Educated at Princeton University, he served as an assistant to
Thomas Edison for five years, before embarking on a career in writing.
His debut novelette, “The Girl in
the Golden Atom”, was originally published in Argosy in 1919. His first novel, "The Shadow Girl" appeared in 1921. In 1923, they were
combined into the novel “The Girl in the Golden Atom” which has been reprinted
numerous times, often in an abridged version.

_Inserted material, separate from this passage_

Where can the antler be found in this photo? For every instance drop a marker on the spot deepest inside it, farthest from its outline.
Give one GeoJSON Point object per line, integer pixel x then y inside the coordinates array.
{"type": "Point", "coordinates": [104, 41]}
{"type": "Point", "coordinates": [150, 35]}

The Girl in the Golden Atom
Hear it HERE |
In the first part of the original novelette, The Chemist visits the Golden
Atom, falls in love with the beautiful girl he spied on there and assists her
people in a war with an enemy city-state. He does this by growing to giant size
and stomping on the enemy army. Since The Chemist decides not to return to his
world, The Doctor, The Big Business Man and The Very Young Man eventually use
the chemicals he left behind to follow him into the Golden Atom. There they
find The Chemist, a revolution, excitement, danger and romance, along with a lot
of shrinking to hide from enemies and growing to giant size to stomp them. (There’s
a lot of stomping, both deliberate and accidental, which at times provides some
rather bizarre humor.)
The first half of the book is pretty slow, where the characters walk around,
look at things and talk about the history, geography and social customs of the
world in which they’ve found themselves. There’s also a lot of
pseudo-scientific discussion about the whole shrinking process. In the second
half of the book, the revolution gets underway and the whole thing turns into a
colorful, violent, fast-paced adventure that fits pretty well into the
sword-and-planet sub-genre of science fiction.
As a
writer of primarily science-fiction, Cummings produced some 750 novels and
short stories using the pen names Ray King, Gabrielle Cummings and Gabriel
Wilson. Most of his stories appeared in the pulp science-fiction magazines such
as Amazing Stories and Astonishing Stories during
the 1930s and 1940s. He is perhaps best remembered for his novel "The Girl
in the Golden Atom" (1922), which has become a science-fiction
classic. His other works include "The Man Who Mastered
Time" (1924), "Explorers Into Infinity" (1927),
"Beyond the Stars" (1928), "The Snow
Girl" (1929), "The Sea Girl" (1930), "The Exile
of Time" (1931) and "The Insect Invasion" (1932).
During the
1940s, with his fiction career in eclipse, Cummings anonymously scripted comic
book stories for Timely Comics,
the predecessor to Marvel
Comics. He recycled the plot of "The Girl in the Golden Atom" for
a two-part Captain America tale, "Princess of the Atom."
(Captain America #25 &
26). He also contributed to the "Human Torch"
and "Sub-Mariner," which his daughter Betty Cummings also wrote.